Leipziger Gericht folgt der Darstellung des BMI

Die Leipziger Richter lehnten das Ansinnen von „Frag den Staat“ ab. Es handele sich bei den Twitter-Direkt­nach­richten doch nicht um „amt­liche Infor­mationen“, sagte der Vorsitzende Richter Franz Schemmer, da sie von Twitter gespeichert werden und nicht vom Innen­ministe­rium. Die Aufzeich­nung diene also nicht amt­lichen Zwecken.

„Twitter speichert die Nach­richten nach dem eigenen Geschäfts­modell und nicht im Auftrag des Ministe­riums“, so der Richter. Das Gericht akzep­tierte auch die Einschät­zung des BMI, dass die Twitter-Direkt­nach­richten „aufgrund ihrer gering­fügigen inhalt­lichen Rele­vanz keinen Anlass geben, einen Verwal­tungs­vorgang anzulegen“.

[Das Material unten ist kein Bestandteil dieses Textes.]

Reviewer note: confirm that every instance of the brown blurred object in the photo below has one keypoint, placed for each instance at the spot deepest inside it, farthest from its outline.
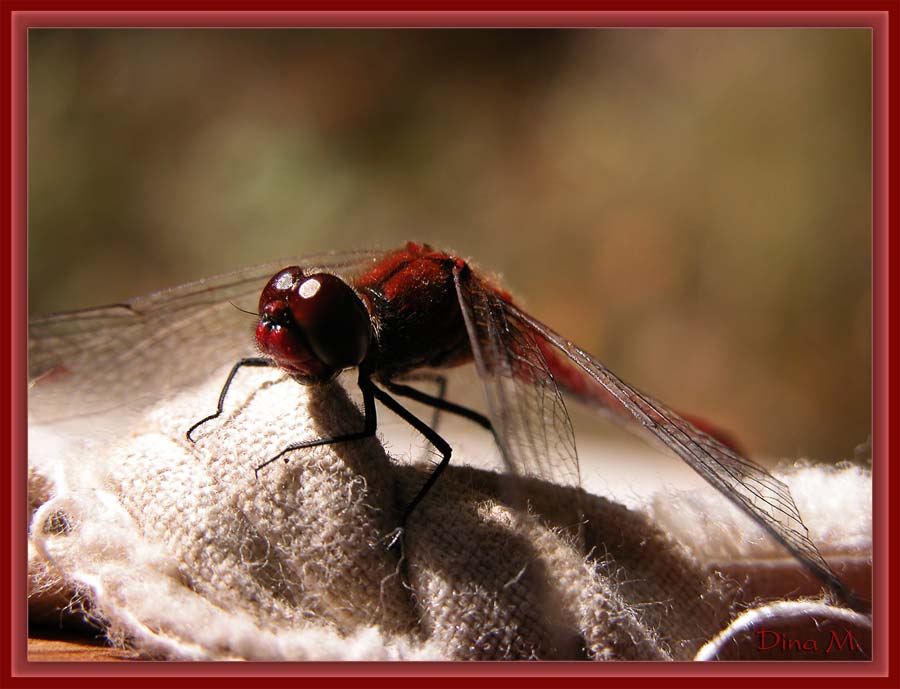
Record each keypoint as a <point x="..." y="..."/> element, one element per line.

Arne Semsrott zeigte sich nach dem Urteil enttäuscht. Man werde nach Prüfung des Urteils künftig wohl Kommuni­kationen heraus­verlangen, die niemand als „gering­fügig“ einstufen könne. „Vielleicht fragen wir dann doch nach den SMS der Kanzlerin“, sagte Semsrott.